With business almost as usual, except that one didn’t go to the studios as often, the ban died a quick death. To be fair to Bachchan, he learnt from it and never participated in any ban.
And then came Emergency. Very unwisely, once the Indira regime collapsed, five immature editors of five film magazines got together and decided to isolate Bachchan. In their heads, he had committed the unforgivable crime of using his clout with the Gandhi family to bring non-political film publications under V.C. Shukla’s pernicious censorship.
Singling him out, convincing one another that he’d been behind the censorship, and banning him from their publications was one of the most undemocratic and foolish decisions any journalist could take.
Karma was not on their side.
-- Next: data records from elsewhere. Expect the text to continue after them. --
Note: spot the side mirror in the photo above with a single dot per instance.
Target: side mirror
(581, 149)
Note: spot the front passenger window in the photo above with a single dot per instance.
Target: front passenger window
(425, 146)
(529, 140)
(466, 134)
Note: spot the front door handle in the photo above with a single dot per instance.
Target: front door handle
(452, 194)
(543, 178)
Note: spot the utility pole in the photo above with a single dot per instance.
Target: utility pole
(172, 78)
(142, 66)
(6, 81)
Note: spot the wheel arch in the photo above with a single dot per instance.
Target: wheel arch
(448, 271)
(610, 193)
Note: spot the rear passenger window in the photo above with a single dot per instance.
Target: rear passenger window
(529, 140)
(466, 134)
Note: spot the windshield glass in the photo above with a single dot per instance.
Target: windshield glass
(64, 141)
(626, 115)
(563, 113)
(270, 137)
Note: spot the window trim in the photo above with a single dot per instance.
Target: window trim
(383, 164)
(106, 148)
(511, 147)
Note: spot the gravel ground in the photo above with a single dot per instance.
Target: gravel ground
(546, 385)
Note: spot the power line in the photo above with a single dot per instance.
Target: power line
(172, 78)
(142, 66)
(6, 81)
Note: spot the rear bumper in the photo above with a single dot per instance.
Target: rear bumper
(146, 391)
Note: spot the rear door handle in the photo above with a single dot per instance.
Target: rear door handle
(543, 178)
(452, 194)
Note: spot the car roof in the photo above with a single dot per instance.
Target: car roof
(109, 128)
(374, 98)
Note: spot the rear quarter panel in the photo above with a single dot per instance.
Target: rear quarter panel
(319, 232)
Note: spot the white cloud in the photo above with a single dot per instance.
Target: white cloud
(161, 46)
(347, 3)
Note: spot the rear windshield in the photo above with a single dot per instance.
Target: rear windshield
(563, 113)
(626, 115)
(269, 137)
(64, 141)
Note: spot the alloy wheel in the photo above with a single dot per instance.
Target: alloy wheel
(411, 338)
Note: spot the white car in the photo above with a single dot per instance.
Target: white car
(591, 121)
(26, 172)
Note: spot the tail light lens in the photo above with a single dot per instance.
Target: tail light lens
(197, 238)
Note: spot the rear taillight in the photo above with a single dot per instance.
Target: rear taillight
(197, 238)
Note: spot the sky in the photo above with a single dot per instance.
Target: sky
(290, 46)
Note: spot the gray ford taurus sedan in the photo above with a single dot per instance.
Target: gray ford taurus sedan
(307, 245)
Bachchan’s stars were in the ascendant and instead of celebrating his success and being a companion to him during his climb to the top, the magazines did themselves in. In a filmography of one of his co-stars, the editor famously told the sub at the desk to put a comma instead of his name.
In the pre-computer age, it was quite a task to manually ink him out of a group picture. Hurt by this, Bachchan began to stand at the far right or left to make it easier for journalists to cut him out.
It was during this time that Shahenshah was released. Meenakshi Seshadri, his heroine, had come in early and we were chatting in a corner when he strode into the music release function. He joined us politely. If I remember right, it was here that he playfully nudged his friend and director Tinnu Anand into the swimming pool. That made quite a splash.
Soon the magazines began to make sheepish overtures to him because he had become a superstar. But when they returned, he didn’t want them around. Showing strength of character, he didn’t go whining to his colleagues and asking them to support him or impose a ban on the press. He fought a long and lone battle until Bofors happened, the government changed and he decided to talk about the V.P. Singh regime hounding him. He thus neatly lifted the ban he’d imposed on those who’d unfairly banned him after Emergency.
More bans, more stories, another time.